No working, real URL to check was provided so it isn't possible to dig deeper into your particular case, but for compatibility I would suggest sticking with the allowable characters for ID and NAME types from HTML 4: http://www.w3.org/TR/html4/types.html#type-name

It is quite possible that the link checker indeed has issues with some things that should be allowed though, so I'm leaving this bug open for now.  A working link to real, public document with which such issues can be reproduced would be nice though.

(Version 4.5 is in the drop down menu now, thanks for noting its absence.)
Comment 2 Boujin 2009-05-19 08:44:37 UTC
I am using xhtml 1.0 sent as text/html and 1.1 sent as application/xhtml+xml. I am using content negotiation depending on which the user agent accepts.
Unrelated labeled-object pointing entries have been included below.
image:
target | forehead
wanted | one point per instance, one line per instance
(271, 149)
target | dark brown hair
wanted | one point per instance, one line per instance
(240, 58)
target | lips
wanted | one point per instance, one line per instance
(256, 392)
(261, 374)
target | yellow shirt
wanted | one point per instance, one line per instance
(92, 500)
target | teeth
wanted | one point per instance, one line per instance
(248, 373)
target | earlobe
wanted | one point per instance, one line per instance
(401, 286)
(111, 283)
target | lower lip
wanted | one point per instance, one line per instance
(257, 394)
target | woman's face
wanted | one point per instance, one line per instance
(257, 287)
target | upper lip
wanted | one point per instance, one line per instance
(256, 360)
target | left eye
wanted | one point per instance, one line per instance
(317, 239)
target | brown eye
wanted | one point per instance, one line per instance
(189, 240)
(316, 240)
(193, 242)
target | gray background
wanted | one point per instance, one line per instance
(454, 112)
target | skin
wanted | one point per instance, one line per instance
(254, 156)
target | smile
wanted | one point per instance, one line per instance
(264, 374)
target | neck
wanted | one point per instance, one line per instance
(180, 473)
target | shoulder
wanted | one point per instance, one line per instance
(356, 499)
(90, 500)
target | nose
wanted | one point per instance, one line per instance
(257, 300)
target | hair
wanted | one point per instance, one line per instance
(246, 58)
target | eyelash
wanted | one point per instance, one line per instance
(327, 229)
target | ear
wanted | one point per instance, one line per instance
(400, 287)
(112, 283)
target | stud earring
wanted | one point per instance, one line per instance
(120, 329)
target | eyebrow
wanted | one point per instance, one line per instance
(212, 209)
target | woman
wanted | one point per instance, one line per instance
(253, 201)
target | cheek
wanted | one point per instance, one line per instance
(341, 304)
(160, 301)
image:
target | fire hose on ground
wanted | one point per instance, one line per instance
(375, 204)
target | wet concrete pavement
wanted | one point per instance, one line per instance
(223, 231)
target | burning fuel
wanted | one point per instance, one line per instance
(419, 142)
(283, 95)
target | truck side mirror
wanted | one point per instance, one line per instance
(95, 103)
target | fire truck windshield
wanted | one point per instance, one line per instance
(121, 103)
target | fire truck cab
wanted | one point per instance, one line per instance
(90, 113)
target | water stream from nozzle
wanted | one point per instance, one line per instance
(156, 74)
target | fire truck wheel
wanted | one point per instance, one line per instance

I use "id" inside an "a".

Example 1 with "id":
<a href="/espa%C3%B1a/espa%C3%B1a" id="espa&#241;a">Espa&#241;a</a>

Example 2 with "#":
<a href="/espa%C3%B1a/espa%C3%B1a#espa%C3%B1a">Espa&#241;a</a>

(Note different encoding for char in text and uri.)

Both validate using the W3C Markup Validator. Unfortunately, Example 2 fails the W3C Link Checker stating error mentioned in my previous post.



I have read your links where it is stated, "Note that the collection of legal values in XML 1.0 Section 2.3, production 5 is much larger than that permitted to be used in the ID and NAME types defined in HTML 4."

html's "id" (and "name") allow: letters (a-z), digits, hyphens, underscores, colons, and periods.

Unfortunately, I have failed to find a list of valid encodings for the "id" in xhtml. Nevertheless, since xhtml's list is "much larger", then I guess the previously mentioned anchor is correct?